No doubt Shakespeare saw the dangers of, and the good fun in, the fluid and transient potentials of meaning, as he playfully warns via Bassanio, “There is no vice so simple but assumes / some mark of virtue on his outward parts”(III. ii. 81) He reminds us that things are rarely what they first appear, and perhaps that definitions devoid of distortion, will ultimately remain elusive.
Gratiano: “All things that are / Are with more spirit chased than enjoyed.” (II. vi. 12)
– Claire
I will, in responding to my own post (yikes!), state the obvious; that “Merchant’s” messages are readily applied to a contemporary context. For now, as it’s what initially stuck in my craw upon first reading, I’ll confine it to the Shylock themes.
It’s been noted that interest, a further abstraction from tangible exchange than even the concept of money itself, is something unnatural in the event of its reproduction. Having grown accustomed to its employ, we are now under thrall of its descendant, the derivate.
As the name of this “financial instrument” implies, its value is derived of some other underlying asset (which may itself be tangible, or not). It’s essentally a bet on the performance of that asset, either positive or negative.
In today’s fundamentalist (ie, strict constructionist) interpretation of free markets, these little babies have gone largely unregulated, and have been attributed a starring role in the voracious appetite for mortgage debt which led to the mortgage and global financial crises.
Evolved as we imagine ourselves today, Brooksley Born (former head of the CFTC), our modern day Portia, while allowed her skirt, was relegated to the status of a Cassandra when she endeavored to warn us of the potential systemic dangers of derivatives.
Shylock’s fixed adherence to the letter of the law is similarly reproduced in contemporary thought and practice. While rule of law in many ways delivers our society from unpalatable alternatives, its indoctrination remains prone to unsavory flaws.

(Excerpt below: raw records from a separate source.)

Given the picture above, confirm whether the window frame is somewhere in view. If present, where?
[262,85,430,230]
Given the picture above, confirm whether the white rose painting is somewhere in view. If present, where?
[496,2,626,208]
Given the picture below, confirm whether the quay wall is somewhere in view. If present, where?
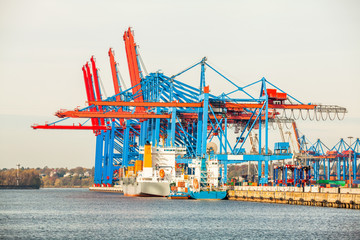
[89,186,123,193]
[228,186,360,209]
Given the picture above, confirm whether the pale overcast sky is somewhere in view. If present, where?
[0,0,360,168]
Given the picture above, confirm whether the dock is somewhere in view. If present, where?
[89,185,123,193]
[228,186,360,209]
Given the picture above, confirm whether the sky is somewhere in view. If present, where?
[0,0,360,168]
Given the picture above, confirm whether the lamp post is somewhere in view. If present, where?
[348,137,353,188]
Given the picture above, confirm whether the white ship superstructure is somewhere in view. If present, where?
[121,144,186,196]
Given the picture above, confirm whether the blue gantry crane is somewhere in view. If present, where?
[33,28,359,186]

Staying the course of the abuse of derivatives in modern finance, the convenience of such legalistic thinking (if it’s not against the law, it must be acceptable), has had the unfortunate effect of allowing derivatives (swaps too), and those who employ them, to go commando (unregulated) and the destruction wrought in their wake, to remain without censure.
Darren pointed out in class, that all of the relationships in the play have an economic component. In turn it may be observed that economies don’t exist independently of their social component, a point still unheeded by today’s self-appointed demi-gods of finance and economics.